Полька вздрогнула и бессильно повисла на руках девушек, ноги почему-то стали ватными.
Сестры Возницыны, почувствовав её слабость, усадили Польку на табуретку, где полчаса назад стоял гробик её дочери:
- Да Фросина могилка, вот она, рядышком! - указывая на аккуратный голубой крест, продолжала пояснять Нинка.
Но Полька, погруженная в свои мысли, уже не слушала ее: «Ну, вот и встретились, пересеклись, наши стежки-дорожки! – мысленно обратилась Полька к Фросе, - если и вправду существует тот свет, значит, встретишь там мою ненаглядную девочку. Присмотрите там с бабой Анной за ней.

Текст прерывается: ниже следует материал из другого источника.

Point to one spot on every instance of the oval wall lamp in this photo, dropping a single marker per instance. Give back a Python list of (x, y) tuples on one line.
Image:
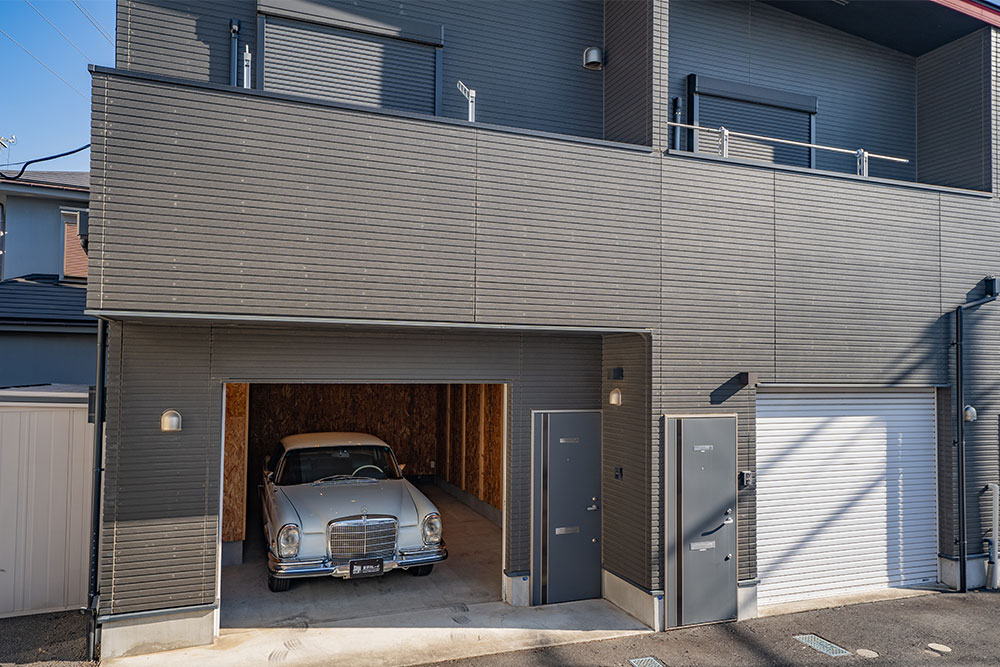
[(615, 397), (170, 421)]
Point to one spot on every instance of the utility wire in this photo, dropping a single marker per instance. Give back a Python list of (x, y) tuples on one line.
[(41, 159), (56, 74), (88, 58), (90, 17)]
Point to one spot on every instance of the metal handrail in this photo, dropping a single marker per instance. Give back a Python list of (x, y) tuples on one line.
[(724, 134)]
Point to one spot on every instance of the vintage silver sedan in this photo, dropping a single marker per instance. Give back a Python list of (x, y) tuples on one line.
[(336, 504)]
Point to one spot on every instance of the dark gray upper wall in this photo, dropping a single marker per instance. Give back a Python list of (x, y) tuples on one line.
[(523, 58), (866, 91), (953, 114)]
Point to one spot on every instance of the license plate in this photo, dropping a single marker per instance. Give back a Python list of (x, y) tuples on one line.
[(369, 567)]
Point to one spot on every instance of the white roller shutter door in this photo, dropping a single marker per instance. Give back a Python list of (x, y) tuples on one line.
[(846, 493)]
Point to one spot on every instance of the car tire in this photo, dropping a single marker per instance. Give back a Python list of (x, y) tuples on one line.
[(276, 585)]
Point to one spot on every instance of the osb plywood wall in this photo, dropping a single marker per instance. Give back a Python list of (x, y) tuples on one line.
[(235, 463), (453, 431)]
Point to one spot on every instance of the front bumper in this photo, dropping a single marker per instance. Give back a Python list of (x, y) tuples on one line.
[(293, 568)]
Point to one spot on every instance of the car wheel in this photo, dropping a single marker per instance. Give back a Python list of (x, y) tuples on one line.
[(276, 585)]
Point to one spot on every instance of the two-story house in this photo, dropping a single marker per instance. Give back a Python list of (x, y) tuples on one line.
[(739, 232)]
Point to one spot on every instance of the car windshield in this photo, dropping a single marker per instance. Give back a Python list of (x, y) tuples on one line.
[(314, 464)]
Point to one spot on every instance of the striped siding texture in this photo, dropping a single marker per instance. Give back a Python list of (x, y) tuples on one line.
[(866, 92), (160, 531), (628, 502), (345, 66), (523, 58), (953, 118), (628, 71)]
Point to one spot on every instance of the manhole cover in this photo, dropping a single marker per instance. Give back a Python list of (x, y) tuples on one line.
[(821, 645), (645, 662)]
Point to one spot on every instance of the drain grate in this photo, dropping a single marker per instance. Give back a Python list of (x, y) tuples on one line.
[(645, 662), (821, 645)]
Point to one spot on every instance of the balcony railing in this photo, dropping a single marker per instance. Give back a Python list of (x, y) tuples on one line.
[(724, 134)]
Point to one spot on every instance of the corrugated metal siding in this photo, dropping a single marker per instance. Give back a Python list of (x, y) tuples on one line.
[(627, 505), (522, 57), (46, 459), (970, 250), (628, 73), (188, 39), (346, 66), (718, 303), (857, 283), (866, 92), (161, 525), (846, 493), (759, 119), (953, 118)]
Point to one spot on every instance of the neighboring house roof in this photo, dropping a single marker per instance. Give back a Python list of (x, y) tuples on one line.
[(35, 301), (63, 180)]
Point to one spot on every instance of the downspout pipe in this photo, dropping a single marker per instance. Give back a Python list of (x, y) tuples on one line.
[(963, 530), (234, 47), (95, 518)]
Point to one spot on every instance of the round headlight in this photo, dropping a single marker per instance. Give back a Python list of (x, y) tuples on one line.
[(288, 541), (432, 529)]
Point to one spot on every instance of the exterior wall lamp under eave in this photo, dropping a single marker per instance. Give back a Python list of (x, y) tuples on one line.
[(170, 421)]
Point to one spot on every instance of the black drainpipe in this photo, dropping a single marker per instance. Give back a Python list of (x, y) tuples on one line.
[(963, 535), (95, 519)]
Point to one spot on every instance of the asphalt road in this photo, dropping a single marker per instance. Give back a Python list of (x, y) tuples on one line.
[(899, 631), (49, 640)]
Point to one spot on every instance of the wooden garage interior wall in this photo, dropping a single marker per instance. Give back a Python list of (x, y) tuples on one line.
[(453, 432)]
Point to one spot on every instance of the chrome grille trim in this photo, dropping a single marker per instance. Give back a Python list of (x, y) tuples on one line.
[(362, 537)]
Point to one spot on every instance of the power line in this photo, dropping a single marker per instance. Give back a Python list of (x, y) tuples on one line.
[(95, 22), (54, 73), (88, 58)]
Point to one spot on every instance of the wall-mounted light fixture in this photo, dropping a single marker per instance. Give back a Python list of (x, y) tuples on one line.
[(593, 58), (969, 414), (615, 396), (170, 421)]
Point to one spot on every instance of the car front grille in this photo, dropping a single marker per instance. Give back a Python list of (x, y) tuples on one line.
[(371, 537)]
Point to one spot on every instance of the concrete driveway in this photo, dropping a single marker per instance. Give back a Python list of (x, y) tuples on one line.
[(899, 631)]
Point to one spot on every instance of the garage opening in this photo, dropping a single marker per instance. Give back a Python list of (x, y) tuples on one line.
[(448, 441)]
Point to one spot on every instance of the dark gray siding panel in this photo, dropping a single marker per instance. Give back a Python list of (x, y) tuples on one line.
[(628, 511), (346, 66), (161, 490), (628, 71), (545, 212), (865, 91), (758, 119), (183, 38), (718, 304), (953, 117), (857, 283), (969, 251), (336, 218)]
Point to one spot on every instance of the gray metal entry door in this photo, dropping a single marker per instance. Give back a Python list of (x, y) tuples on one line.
[(705, 538), (569, 450)]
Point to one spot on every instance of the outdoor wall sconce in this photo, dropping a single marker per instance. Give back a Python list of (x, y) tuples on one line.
[(615, 397), (170, 421), (593, 58)]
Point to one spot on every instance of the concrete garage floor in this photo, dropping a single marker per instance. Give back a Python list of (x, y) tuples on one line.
[(470, 575), (395, 620)]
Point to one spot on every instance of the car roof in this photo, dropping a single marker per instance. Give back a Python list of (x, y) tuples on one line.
[(339, 439)]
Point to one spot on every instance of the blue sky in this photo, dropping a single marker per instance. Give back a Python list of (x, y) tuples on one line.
[(47, 115)]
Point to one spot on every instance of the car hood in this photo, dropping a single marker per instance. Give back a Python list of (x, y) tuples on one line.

Маленькая она ещё. Да не говори ей ничего худого обо мне! А меня прости ты, Христа ради, если сможешь!»
Полька, поднялась с табуретки и низко поклонилась Фросиной могилке.  Сестры Возницыны тревожно переглянулись:
- Вы чего это, теть Поль? Вы не расстраивайтесь так, у вас вон и Ванятка ещё есть.
- Где он? – устало спросила Полька,  - поди, у вас?
Нинка утвердительно кивнула головой:
- У нас он. Только болеет очень, испугался, малой ведь ещё, на такое смотреть!
Полька согласно кивнула головой, утирая вновь хлынувшие слезы.